Kalimat perintah yang terdengar seperti ancaman kematian bagi duo Italia itu sontak membuat kedua personifikasi itu memisahkan diri dan berdiri tegak dengan bulu-bulu tubuh ikut berdiri tegang serta wajah memucat drastis.
"Ya ampun… Tenanglah kalian berdua…" Jerman sendiri sedikit syok begitu melihat reaksi super ketakutan duo Italia di depannya itu. Sebegitu seramnyakah dirinya?

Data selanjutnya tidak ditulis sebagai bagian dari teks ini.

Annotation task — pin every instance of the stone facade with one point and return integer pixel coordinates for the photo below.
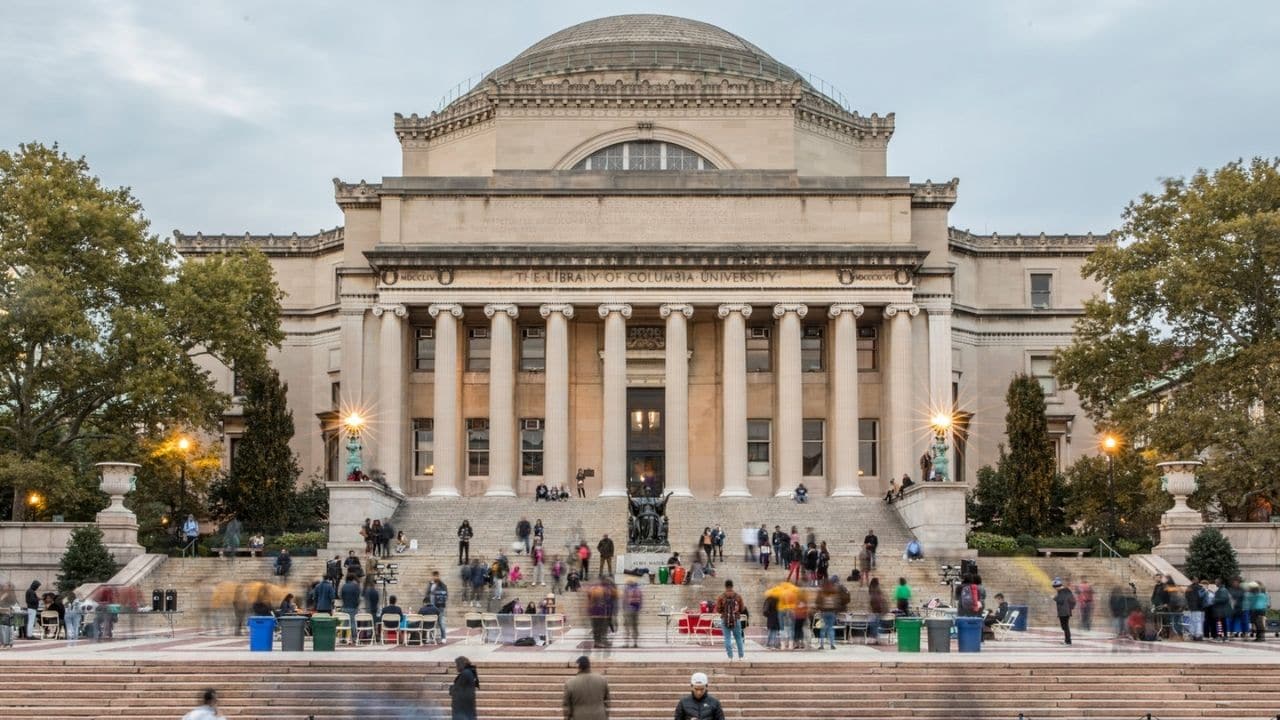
(647, 249)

"G-gg-germany! K-kamu tidak m-marah, 'kan…?" tanya Italia masih sedikit gemetar dengan titik air mata di pojok kedua matanya. Sedangkan sang kakak yang saat itu kali pertamanya mendengar nada tegas Jerman, masih sibuk berdiri diam dengan keringat dingin membanjiri wajahnya.

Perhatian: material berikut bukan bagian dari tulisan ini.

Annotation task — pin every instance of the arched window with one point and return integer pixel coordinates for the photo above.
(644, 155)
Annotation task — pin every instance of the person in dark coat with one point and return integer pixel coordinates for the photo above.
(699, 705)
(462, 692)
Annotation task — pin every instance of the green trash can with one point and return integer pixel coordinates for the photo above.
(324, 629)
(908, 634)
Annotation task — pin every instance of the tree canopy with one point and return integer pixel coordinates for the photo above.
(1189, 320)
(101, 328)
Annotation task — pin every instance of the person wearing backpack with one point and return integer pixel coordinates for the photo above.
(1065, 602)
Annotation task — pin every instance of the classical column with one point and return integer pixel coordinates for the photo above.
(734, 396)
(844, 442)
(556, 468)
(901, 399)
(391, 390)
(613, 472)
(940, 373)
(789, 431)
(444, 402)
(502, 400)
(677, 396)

"Ha-ah… Tentu saja tidak. Er… baiklah, kalau sudah begini, aku mau memberitahu kalau aku harus berangkat ke Wien satu jam lagi. Ada sesuatu yang harus kuurusi dengan si tuan muda kacamata itu. Jadi, akan kutinggal kalian berdua di sini. Tidak apa-apa, 'kan?"
Kedua Italia itu hanya mengangguk cepat, efek ketakutan mereka masih belum hilang sepenuhnya. Sang Jerman hanya mendesah singkat sembari menggaruk tengkuknya dan berbalik hendak menunjukkan mereka tempat untuk bermalam.
"Ha-ah, ya baiklah kalau begitu. Ayo kutunjukkan dulu rumah yang bisa kalian pakai untuk tidur." ucap sang Jerman datar sembari berjalan lebih dulu, dengan kemudian kedua Italian membuntutinya dengan kalem.
Sampailah mereka bertiga ke dalam kantor besar seperti rumah tak berpenghuni yang keadaannya cukup bersih dan mewah. Dari luaran, kantor besar ini terlihat sedikit kotor dan agak suram, sebab memang kantor itu sudah lama tidak berfungsi. Begitu Jerman membuka pintu kantor, kedua Italia bersaudara sempat enggan masuk ke dalam sebab gelapnya kantor tanpa listrik mengaliri bohlamnya saat itu benar-benar menyeramkan, walaupun kala itu mentari masih memejeng terang di langit siang. Jerman yang mengerti makna ketakutan sang Italians kemudian berjalan masuk lebih dulu, meninggalkan kedua Italia di depan pintu, dan menyalakan lampu hingga terlihatlah interior kantor kosong itu.
"Nah, kalian bisa pakai kantor Adam dan segala fasilitas di dalam sini dengan bebas. Yah, Sigmund Adam memang akan menjual tempat ini, dan ia menitipkannya padaku. Aku rasa kalian cukup dapat dipercaya untuk menggantikanku hari ini." ucap Jerman menjelaskan alasan mengapa dirinya tidak membawanya ke kantornya yang biasa. Ya, karena suatu hal, pengacara Sigmund Adam ingin menjual kantor yang sempat mengundang kontroversi itu.
"Hah! Kenapa pria bodoh bernama Adam itu ingin menjual kantor yang cukup artistik ini, eh? Dan kenapa kau sampai repot-repot mau menjaga tempat ini demi pengacara biasa?" tanya Romano heran sebab kantor itu memang cukup mewah dan bagus serta sayang sekali tidak ditinggali.
"Hm, karena dia teman baikku. Lagipula tahun ini sudah waktunya ia pensiun, jadi wajar saja ia ingin menjual tempat ini." jawab Jerman singkat.
Jerman memutuskan untuk tidak menjelaskan lebih lanjut sebab mengetahui dua Italian di depannya ini tidak akan pernah mau memasukki atau bahkan melihat kantor ini dari luar jika ia memberitahu detil alasan mengapa Adam menitipkan kantor ini kepadanya.
"Ve!~ Baiklah kalau begitu!~ Kurasa aku akan betah berada di sini!~ Eh, dimana kamar tidur dan dapurnya?" tanya Italia kembali dengan nada kanak-kanak dan senyum riangnya yang biasa sembari sibuk mengagumi interior kantor itu.
"Oh iya. Ada banyak kamar di koridor itu. Terserah kalian ingin pakai yang mana. Dapurnya ada di ujung akhir koridor tempat kamar kalian berada." Sang German berjalan memasuki sebuah koridor agak panjang untuk ukuran rumah kantor itu dan menunjukkan kedua Italian itu letak-letak ruangan yang mungkin akan mereka pakai.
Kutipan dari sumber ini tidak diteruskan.